La semaine dernière, le commentateur de droite Rush Limbaugh a bien involontairement placé sous les feux des projecteurs un débat jusqu'à maintenant passé inaperçu: faut-il allouer des crédits de carbone aux couples qui décident de ne pas avoir d'enfants?

L'animateur de radio américain s'est insurgé contre un chroniqueur en matière d'environnement du New York Times, Andrew Revkin, qui a écrit à plusieurs reprises ces dernières années sur le sujet. «S'il pense vraiment que l'humanité est en train de détruire la planète et le climat, pourquoi ne se tue-t-il pas pour sauver la planète?» a tonné M. Limbaugh, qui a fait un parallèle entre M. Revkin et les terroristes qui utilisent des enfants comme bombes humaines.

L'hypothèse est bien réelle. À la mi-septembre, des économistes de la prestigieuse London School of Economics ont calculé que réduire de 72% les grossesses non désirées chez les femmes mariées permettrait de réduire la population mondiale de 9,1 à 8,6 milliards de personnes en 2050 et d'éviter l'émission de 34 gigatonnes (milliards de tonnes) de CO2 dans l'atmosphère. Ce serait une aubaine: un tel programme ne coûterait que 220 milliards US, soit 7$ par tonne de carbone, quatre à cinq fois moins que les technologies de réduction des émissions de gaz à effet de serre.

En août, une autre étude, de l'Université d'État de l'Oregon, avait calculé qu'un couple qui choisirait une voiture consommant peu, réduirait son kilométrage, isolerait sa maison et choisirait des électroménagers et des ampoules efficaces verrait tous ses efforts anéantis s'il décidait d'avoir deux enfants - qui représentent une «empreinte de carbone» 40 fois plus importante que tous les gains possibles dans une vie urbaine normale. L'étude calculait qu'un enfant nord-américain avait une empreinte de carbone sept fois supérieure à celle d'un enfant chinois.

Ces études ont amené Andrew Revkin à proposer la vente de crédits de carbone pour les couples sans enfants, ou la contraception. En d'autres mots, les organismes qui facilitent la planification familiale dans les pays pauvres où ces services ne sont pas offerts, ou alors une femme qui s'engagerait à ne pas avoir d'enfants (en ayant une hystérectomie, par exemple), pourraient avoir accès à des sommes d'argent. Ces crédits récompensent habituellement la protection des forêts ou l'utilisation de technologies moins polluantes (par exemple une centrale au charbon plus efficace).

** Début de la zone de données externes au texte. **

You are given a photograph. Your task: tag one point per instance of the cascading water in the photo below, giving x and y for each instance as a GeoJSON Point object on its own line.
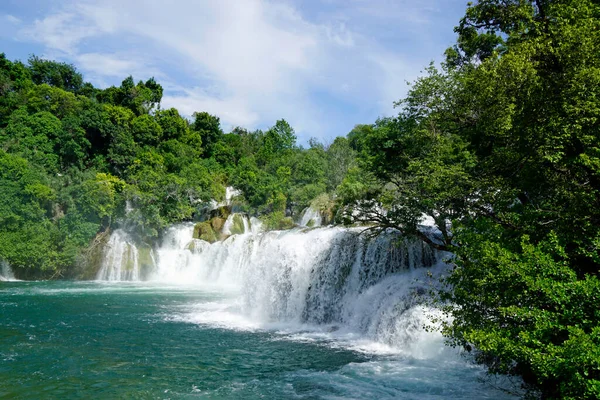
{"type": "Point", "coordinates": [307, 313]}
{"type": "Point", "coordinates": [122, 261]}
{"type": "Point", "coordinates": [6, 273]}
{"type": "Point", "coordinates": [332, 277]}
{"type": "Point", "coordinates": [311, 218]}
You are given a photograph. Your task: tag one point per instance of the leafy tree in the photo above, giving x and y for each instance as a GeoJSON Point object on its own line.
{"type": "Point", "coordinates": [60, 75]}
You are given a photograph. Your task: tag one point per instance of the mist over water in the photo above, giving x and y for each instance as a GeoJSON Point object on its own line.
{"type": "Point", "coordinates": [6, 274]}
{"type": "Point", "coordinates": [328, 287]}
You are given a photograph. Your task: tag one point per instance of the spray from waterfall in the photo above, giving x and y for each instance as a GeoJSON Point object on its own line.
{"type": "Point", "coordinates": [331, 277]}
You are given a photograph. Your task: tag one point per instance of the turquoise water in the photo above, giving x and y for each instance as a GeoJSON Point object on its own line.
{"type": "Point", "coordinates": [70, 340]}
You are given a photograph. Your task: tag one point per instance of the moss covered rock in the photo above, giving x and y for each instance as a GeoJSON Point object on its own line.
{"type": "Point", "coordinates": [205, 231]}
{"type": "Point", "coordinates": [286, 223]}
{"type": "Point", "coordinates": [238, 225]}
{"type": "Point", "coordinates": [221, 212]}
{"type": "Point", "coordinates": [217, 224]}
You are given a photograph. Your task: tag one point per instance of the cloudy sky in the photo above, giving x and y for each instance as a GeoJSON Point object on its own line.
{"type": "Point", "coordinates": [323, 65]}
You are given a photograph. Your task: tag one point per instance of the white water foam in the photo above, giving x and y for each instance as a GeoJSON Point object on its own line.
{"type": "Point", "coordinates": [333, 280]}
{"type": "Point", "coordinates": [6, 274]}
{"type": "Point", "coordinates": [311, 217]}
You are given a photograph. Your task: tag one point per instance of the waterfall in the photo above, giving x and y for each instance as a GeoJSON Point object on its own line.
{"type": "Point", "coordinates": [123, 260]}
{"type": "Point", "coordinates": [331, 277]}
{"type": "Point", "coordinates": [311, 217]}
{"type": "Point", "coordinates": [6, 274]}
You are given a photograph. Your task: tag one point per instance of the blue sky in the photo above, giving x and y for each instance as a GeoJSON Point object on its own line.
{"type": "Point", "coordinates": [323, 65]}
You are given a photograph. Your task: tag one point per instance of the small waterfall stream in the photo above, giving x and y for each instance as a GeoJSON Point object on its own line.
{"type": "Point", "coordinates": [332, 277]}
{"type": "Point", "coordinates": [6, 274]}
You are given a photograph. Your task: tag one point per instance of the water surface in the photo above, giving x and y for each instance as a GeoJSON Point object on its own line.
{"type": "Point", "coordinates": [74, 340]}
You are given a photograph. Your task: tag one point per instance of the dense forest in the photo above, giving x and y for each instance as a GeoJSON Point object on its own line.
{"type": "Point", "coordinates": [500, 146]}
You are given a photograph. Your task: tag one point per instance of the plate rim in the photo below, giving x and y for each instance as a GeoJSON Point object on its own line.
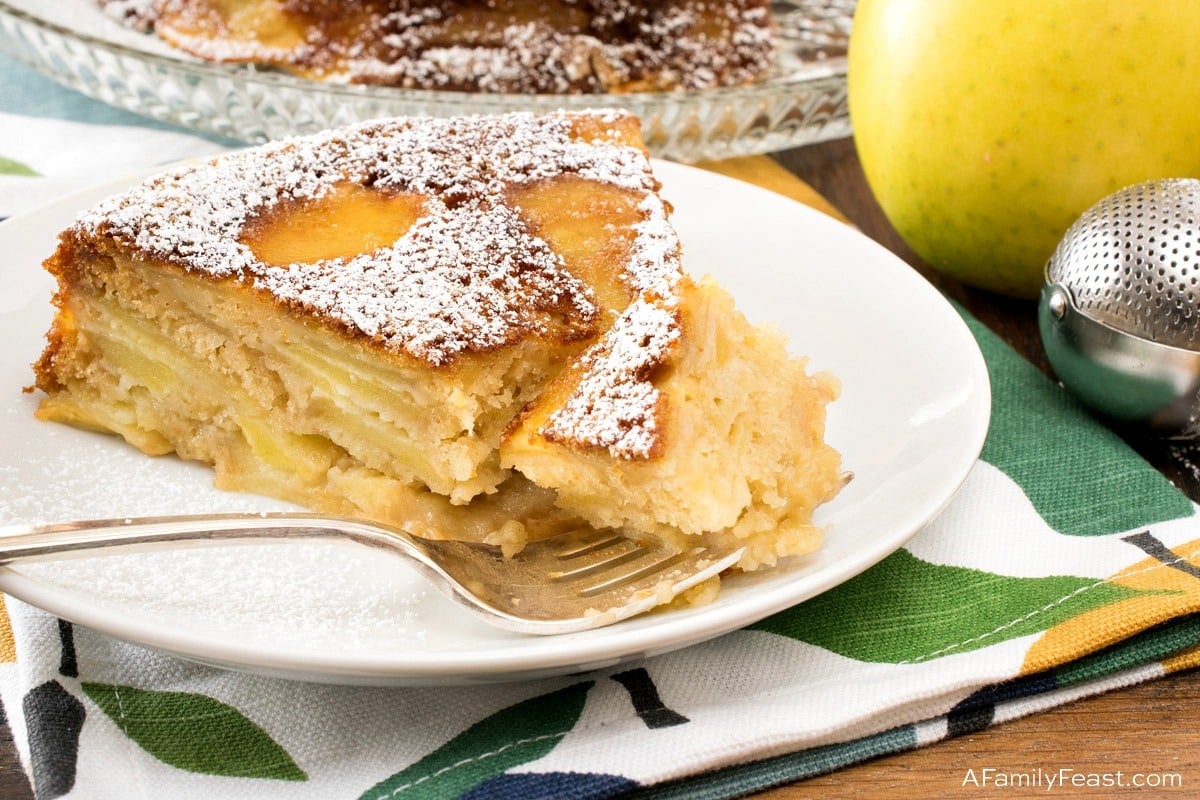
{"type": "Point", "coordinates": [498, 665]}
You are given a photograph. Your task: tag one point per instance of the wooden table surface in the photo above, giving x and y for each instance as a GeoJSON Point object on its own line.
{"type": "Point", "coordinates": [1151, 728]}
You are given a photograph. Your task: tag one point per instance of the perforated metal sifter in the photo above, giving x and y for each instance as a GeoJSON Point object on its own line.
{"type": "Point", "coordinates": [1120, 311]}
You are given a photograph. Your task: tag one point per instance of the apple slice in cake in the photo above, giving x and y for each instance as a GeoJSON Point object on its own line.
{"type": "Point", "coordinates": [471, 328]}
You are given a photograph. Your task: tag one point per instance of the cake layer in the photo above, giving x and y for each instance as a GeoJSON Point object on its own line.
{"type": "Point", "coordinates": [737, 452]}
{"type": "Point", "coordinates": [475, 328]}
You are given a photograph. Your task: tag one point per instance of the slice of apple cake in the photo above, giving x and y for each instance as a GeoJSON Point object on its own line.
{"type": "Point", "coordinates": [471, 328]}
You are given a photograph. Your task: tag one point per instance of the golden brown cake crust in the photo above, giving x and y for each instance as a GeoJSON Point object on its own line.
{"type": "Point", "coordinates": [495, 46]}
{"type": "Point", "coordinates": [469, 275]}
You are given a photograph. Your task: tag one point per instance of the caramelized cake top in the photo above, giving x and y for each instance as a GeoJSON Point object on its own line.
{"type": "Point", "coordinates": [461, 272]}
{"type": "Point", "coordinates": [496, 46]}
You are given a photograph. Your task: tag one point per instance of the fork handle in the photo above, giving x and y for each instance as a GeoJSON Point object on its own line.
{"type": "Point", "coordinates": [64, 539]}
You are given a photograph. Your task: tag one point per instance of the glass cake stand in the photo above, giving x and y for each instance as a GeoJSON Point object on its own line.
{"type": "Point", "coordinates": [75, 43]}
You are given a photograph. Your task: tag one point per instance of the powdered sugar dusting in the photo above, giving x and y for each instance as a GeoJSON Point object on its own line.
{"type": "Point", "coordinates": [468, 276]}
{"type": "Point", "coordinates": [594, 46]}
{"type": "Point", "coordinates": [615, 404]}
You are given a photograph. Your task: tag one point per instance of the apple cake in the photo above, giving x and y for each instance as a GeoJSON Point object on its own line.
{"type": "Point", "coordinates": [473, 328]}
{"type": "Point", "coordinates": [493, 46]}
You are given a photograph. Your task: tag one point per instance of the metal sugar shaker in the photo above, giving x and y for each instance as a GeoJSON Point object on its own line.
{"type": "Point", "coordinates": [1120, 310]}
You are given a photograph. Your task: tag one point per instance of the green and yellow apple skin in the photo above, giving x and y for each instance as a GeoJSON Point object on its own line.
{"type": "Point", "coordinates": [985, 127]}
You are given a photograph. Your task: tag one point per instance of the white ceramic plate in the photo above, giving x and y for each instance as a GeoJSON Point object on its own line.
{"type": "Point", "coordinates": [910, 423]}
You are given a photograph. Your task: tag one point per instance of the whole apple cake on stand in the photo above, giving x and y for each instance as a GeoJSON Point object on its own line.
{"type": "Point", "coordinates": [492, 46]}
{"type": "Point", "coordinates": [473, 328]}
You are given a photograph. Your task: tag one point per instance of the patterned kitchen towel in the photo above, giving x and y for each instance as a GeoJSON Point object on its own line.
{"type": "Point", "coordinates": [1065, 566]}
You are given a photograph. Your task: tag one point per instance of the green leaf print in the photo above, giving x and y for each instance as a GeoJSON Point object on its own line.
{"type": "Point", "coordinates": [1078, 474]}
{"type": "Point", "coordinates": [905, 609]}
{"type": "Point", "coordinates": [10, 167]}
{"type": "Point", "coordinates": [509, 738]}
{"type": "Point", "coordinates": [195, 733]}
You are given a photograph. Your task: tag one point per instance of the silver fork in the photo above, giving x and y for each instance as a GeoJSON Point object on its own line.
{"type": "Point", "coordinates": [573, 582]}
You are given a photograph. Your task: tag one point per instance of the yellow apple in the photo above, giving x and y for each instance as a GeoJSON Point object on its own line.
{"type": "Point", "coordinates": [985, 127]}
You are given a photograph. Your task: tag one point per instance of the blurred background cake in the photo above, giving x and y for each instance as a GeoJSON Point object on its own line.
{"type": "Point", "coordinates": [491, 46]}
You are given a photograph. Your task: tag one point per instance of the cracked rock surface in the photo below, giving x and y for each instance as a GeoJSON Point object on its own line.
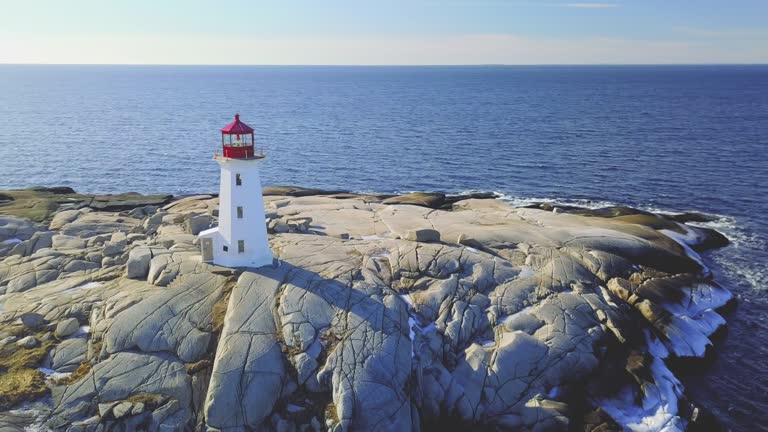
{"type": "Point", "coordinates": [419, 312]}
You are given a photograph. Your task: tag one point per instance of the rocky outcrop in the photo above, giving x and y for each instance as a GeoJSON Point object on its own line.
{"type": "Point", "coordinates": [382, 313]}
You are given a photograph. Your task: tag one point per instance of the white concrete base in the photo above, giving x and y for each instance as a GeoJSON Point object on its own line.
{"type": "Point", "coordinates": [241, 239]}
{"type": "Point", "coordinates": [231, 258]}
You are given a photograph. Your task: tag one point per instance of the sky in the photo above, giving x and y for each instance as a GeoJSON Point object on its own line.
{"type": "Point", "coordinates": [383, 32]}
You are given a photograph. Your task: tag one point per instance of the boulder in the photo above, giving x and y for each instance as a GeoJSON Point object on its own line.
{"type": "Point", "coordinates": [195, 224]}
{"type": "Point", "coordinates": [66, 328]}
{"type": "Point", "coordinates": [27, 342]}
{"type": "Point", "coordinates": [137, 266]}
{"type": "Point", "coordinates": [33, 320]}
{"type": "Point", "coordinates": [122, 409]}
{"type": "Point", "coordinates": [68, 354]}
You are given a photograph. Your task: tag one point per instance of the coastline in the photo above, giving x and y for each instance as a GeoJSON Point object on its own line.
{"type": "Point", "coordinates": [649, 334]}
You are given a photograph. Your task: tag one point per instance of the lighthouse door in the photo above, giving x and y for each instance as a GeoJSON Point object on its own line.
{"type": "Point", "coordinates": [206, 244]}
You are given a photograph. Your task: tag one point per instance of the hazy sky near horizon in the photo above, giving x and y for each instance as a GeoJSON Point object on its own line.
{"type": "Point", "coordinates": [397, 32]}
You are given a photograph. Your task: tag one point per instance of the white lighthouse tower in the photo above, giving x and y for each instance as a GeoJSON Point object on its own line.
{"type": "Point", "coordinates": [240, 240]}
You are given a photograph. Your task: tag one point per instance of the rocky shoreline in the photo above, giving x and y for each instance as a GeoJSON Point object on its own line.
{"type": "Point", "coordinates": [410, 312]}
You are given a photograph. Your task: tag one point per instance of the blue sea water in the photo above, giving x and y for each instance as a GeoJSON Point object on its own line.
{"type": "Point", "coordinates": [668, 138]}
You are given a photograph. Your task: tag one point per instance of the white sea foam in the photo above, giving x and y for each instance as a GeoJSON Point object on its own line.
{"type": "Point", "coordinates": [690, 238]}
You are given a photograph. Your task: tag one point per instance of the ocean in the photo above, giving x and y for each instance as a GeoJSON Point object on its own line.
{"type": "Point", "coordinates": [664, 138]}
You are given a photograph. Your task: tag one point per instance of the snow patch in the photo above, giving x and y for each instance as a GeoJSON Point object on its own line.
{"type": "Point", "coordinates": [413, 323]}
{"type": "Point", "coordinates": [526, 272]}
{"type": "Point", "coordinates": [509, 318]}
{"type": "Point", "coordinates": [85, 286]}
{"type": "Point", "coordinates": [82, 331]}
{"type": "Point", "coordinates": [658, 409]}
{"type": "Point", "coordinates": [52, 376]}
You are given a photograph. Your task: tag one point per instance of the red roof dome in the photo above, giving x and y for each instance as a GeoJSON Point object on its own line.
{"type": "Point", "coordinates": [237, 127]}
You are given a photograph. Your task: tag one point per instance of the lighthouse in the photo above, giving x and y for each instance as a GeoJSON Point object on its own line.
{"type": "Point", "coordinates": [240, 240]}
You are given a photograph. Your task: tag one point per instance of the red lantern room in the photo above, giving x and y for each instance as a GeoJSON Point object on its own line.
{"type": "Point", "coordinates": [237, 141]}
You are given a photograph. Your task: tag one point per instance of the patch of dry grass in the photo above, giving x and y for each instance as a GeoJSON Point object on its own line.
{"type": "Point", "coordinates": [19, 380]}
{"type": "Point", "coordinates": [21, 385]}
{"type": "Point", "coordinates": [81, 371]}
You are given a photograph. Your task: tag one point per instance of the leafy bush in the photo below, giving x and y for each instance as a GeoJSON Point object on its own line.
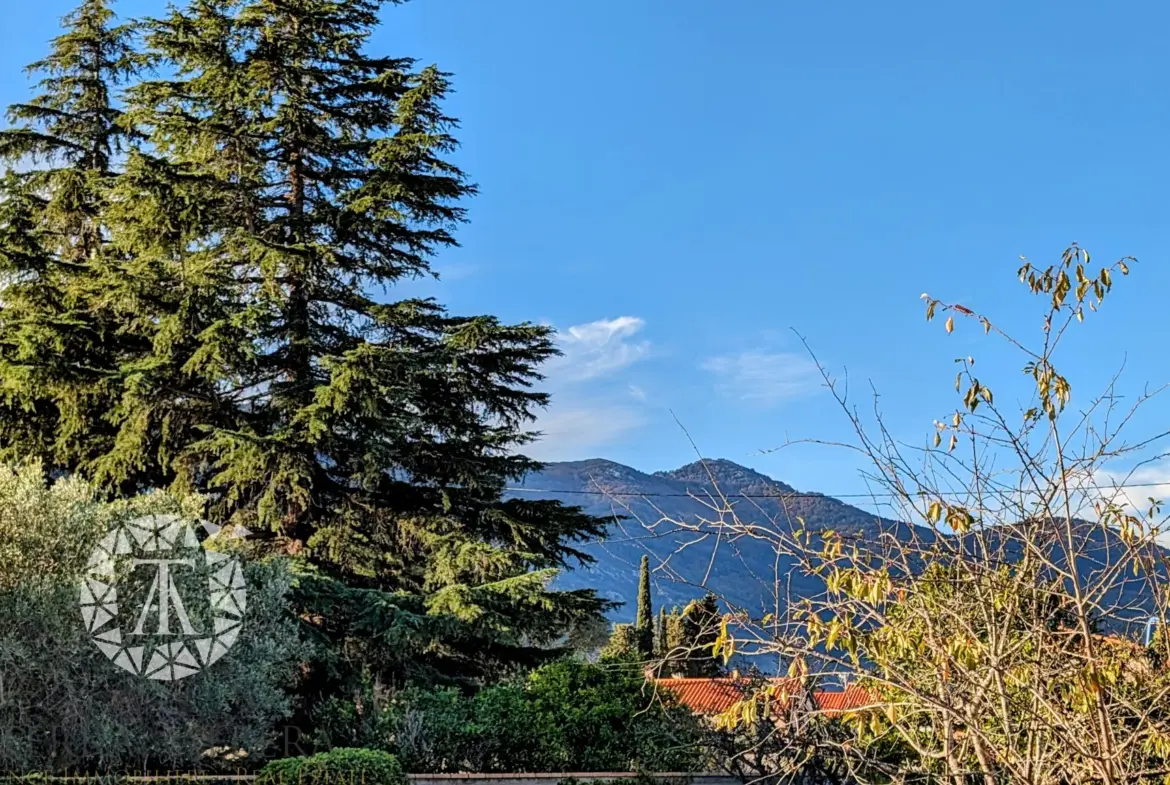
{"type": "Point", "coordinates": [565, 716]}
{"type": "Point", "coordinates": [341, 766]}
{"type": "Point", "coordinates": [63, 706]}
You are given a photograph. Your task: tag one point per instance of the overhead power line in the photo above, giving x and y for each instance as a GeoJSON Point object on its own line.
{"type": "Point", "coordinates": [792, 494]}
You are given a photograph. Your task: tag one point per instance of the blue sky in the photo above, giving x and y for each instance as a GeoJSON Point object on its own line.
{"type": "Point", "coordinates": [678, 185]}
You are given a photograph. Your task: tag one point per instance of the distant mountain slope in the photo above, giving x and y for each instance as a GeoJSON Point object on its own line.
{"type": "Point", "coordinates": [744, 571]}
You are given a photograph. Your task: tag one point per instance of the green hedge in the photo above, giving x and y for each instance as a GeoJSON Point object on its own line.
{"type": "Point", "coordinates": [341, 766]}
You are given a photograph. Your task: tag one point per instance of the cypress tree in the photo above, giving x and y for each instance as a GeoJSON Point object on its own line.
{"type": "Point", "coordinates": [60, 346]}
{"type": "Point", "coordinates": [288, 176]}
{"type": "Point", "coordinates": [644, 622]}
{"type": "Point", "coordinates": [700, 627]}
{"type": "Point", "coordinates": [660, 640]}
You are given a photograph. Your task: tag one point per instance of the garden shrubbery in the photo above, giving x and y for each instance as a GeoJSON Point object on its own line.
{"type": "Point", "coordinates": [63, 706]}
{"type": "Point", "coordinates": [339, 766]}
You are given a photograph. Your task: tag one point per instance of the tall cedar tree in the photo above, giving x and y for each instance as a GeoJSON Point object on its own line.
{"type": "Point", "coordinates": [286, 177]}
{"type": "Point", "coordinates": [60, 346]}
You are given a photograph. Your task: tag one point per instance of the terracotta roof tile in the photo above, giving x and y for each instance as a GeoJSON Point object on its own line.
{"type": "Point", "coordinates": [711, 696]}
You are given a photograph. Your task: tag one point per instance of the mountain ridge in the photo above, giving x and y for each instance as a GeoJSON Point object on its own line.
{"type": "Point", "coordinates": [642, 504]}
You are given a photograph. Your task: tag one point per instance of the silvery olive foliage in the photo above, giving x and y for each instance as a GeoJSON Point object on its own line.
{"type": "Point", "coordinates": [64, 706]}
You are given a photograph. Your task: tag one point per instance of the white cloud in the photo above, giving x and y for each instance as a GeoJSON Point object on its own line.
{"type": "Point", "coordinates": [599, 349]}
{"type": "Point", "coordinates": [578, 433]}
{"type": "Point", "coordinates": [1135, 489]}
{"type": "Point", "coordinates": [456, 272]}
{"type": "Point", "coordinates": [591, 407]}
{"type": "Point", "coordinates": [764, 378]}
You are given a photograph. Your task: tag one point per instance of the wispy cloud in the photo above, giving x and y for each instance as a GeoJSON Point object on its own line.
{"type": "Point", "coordinates": [592, 405]}
{"type": "Point", "coordinates": [575, 433]}
{"type": "Point", "coordinates": [763, 378]}
{"type": "Point", "coordinates": [1135, 488]}
{"type": "Point", "coordinates": [456, 272]}
{"type": "Point", "coordinates": [600, 349]}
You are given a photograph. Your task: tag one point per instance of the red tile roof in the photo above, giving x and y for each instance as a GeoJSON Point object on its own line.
{"type": "Point", "coordinates": [850, 699]}
{"type": "Point", "coordinates": [711, 696]}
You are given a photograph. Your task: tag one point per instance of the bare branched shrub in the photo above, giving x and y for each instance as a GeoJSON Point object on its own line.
{"type": "Point", "coordinates": [995, 614]}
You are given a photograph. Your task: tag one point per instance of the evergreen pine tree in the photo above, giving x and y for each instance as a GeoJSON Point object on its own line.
{"type": "Point", "coordinates": [286, 177]}
{"type": "Point", "coordinates": [60, 346]}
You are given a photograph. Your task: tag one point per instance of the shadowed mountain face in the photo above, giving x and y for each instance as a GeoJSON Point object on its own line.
{"type": "Point", "coordinates": [747, 572]}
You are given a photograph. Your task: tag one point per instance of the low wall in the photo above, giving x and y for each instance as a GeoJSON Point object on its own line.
{"type": "Point", "coordinates": [666, 778]}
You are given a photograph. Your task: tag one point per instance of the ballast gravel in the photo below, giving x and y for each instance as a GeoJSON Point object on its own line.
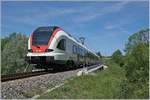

Le journaliste new-yorkais a même trouvé une étude qui remet en question l'équation voulant que plus une société s'enrichit, moins elle a d'enfants. Le démographe de l'Université de Pennsylvanie qui a publié l'étude a calculé que passé un indice de développement de 0,9 (le Canada est à 0,966), le nombre d'enfants recommence à augmenter. Cela n'empêchera pas la population mondiale d'atteindre un sommet d'environ 9 milliards, qui ne sera pas beaucoup dépassé. Mais comme les enfants des pays riches ont le pas pesant sur le plan du carbone, c'est une mauvaise nouvelle pour la lutte contre l'effet de serre.

Le climat et les Inuits

L'activiste inuite Sheila Watt-Cloutier sera de passage mardi prochain aux Journées québécoises de la solidarité internationale, à l'UQAM. La conférence d'ouverture portera sur les changements climatiques, qui toucheront de manière disproportionnée les régions polaires.

Encore Bjorn Lomborg

Le statisticien danois Bjorn Lomborg, qui affirme depuis plusieurs années que le réchauffement de la planète est un problème moins pressant que l'accès à l'eau potable ou la lutte contre la malaria, vient de visiter l'archipel de Vanuatu, en Océanie, qui est devenu en 2005 le premier exemple de migration due aux changements climatiques. L'ONU avait alors recensé le déplacement d'un village côtier de 100 habitants de Vanuatu, à cause des tempêtes plus fréquentes, jusqu'à un emplacement situé à un demi-kilomètre à l'intérieur des terres.

Dans un essai publié par le Wall Street Journal, M. Lomborg a affirmé que le manque d'eau potable, la malaria et la pauvreté sont des problèmes beaucoup plus importants aux yeux des habitants de l'archipel qu'il a rencontrés. Les critiques du statisticien danois considèrent qu'il est au mieux naïf de croire que les budgets réservés à la lutte contre les changements climatiques seraient entièrement dirigés vers d'autres problèmes frappant les pays pauvres.